I shall write a full review for Bookmunch.


Blogger Deb Nance at Readerbuzz said...

Love Bill Bryson and, though some find him a bit of a curmudgeon, I find him to be a very good writer. Short History was one of the best introductions to science I've ever read.

Sun Feb 21, 06:27:00 pm  
Blogger Clare Dudman said...

Yes, I think BB is a good writer too, Readerbuzz - although he provides just the introduction in this book.

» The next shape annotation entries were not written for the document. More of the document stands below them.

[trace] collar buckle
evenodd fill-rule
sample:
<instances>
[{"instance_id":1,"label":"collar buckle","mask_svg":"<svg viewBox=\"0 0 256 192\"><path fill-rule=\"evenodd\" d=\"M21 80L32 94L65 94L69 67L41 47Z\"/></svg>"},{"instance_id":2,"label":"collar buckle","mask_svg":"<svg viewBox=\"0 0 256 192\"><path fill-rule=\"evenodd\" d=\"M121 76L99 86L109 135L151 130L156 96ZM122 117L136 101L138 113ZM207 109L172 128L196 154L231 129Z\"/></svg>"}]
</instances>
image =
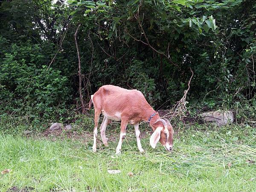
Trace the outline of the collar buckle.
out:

In a way I think that's better because each of these writers knows exactly what they're talking about (more than BB could on his own, maybe) - and they generally write really well too. I also like the variety of styles. It's a very good read.

Sun Feb 21, 06:38:00 pm  
Anonymous Heather said...

I'm also very fond of Henry Petroski's essays that have long appeared in American Scientist. Worth a perusal. I'll keep an eye out for this collection, thanks!

Sun Feb 21, 07:19:00 pm  
Blogger Clare Dudman said...

I didn't know, Heather! I subscribe to American Scientist but don't generally notice the authors, so thanks for the tip.

Sun Feb 21, 07:24:00 pm  
Blogger Paul Halpern said...

There is something wonderfully exciting about a collection of scholarly essays by great authors, and this sounds like an excellent example. Interesting review!

Mon Feb 22, 12:47:00 am  
Blogger Clare Dudman said...

Thanks Paul - it certainly is so far...

Mon Feb 22, 06:59:00 am  
Anonymous marly youmans said...

If you google "Colonell James Long of Draycot," a good bit of what Aubrey has to say pops up. I couldn't resist going to look!

Mon Feb 22, 05:05:00 pm  
Blogger Clare Dudman said...

Heh, heh - quite a character, isn't he, Marly?

Mon Feb 22, 05:23:00 pm  
Blogger Zee said...

This sounds like a great book. I love Bill Bryson and anything he is involved in should be good, then add the fact that Melvyn Bragg has a quote on the cover, I'm there!

Tue Feb 23, 01:19:00 pm  
Blogger Clare Dudman said...

Thanks Zee! It is a really good book. I learnt a lot.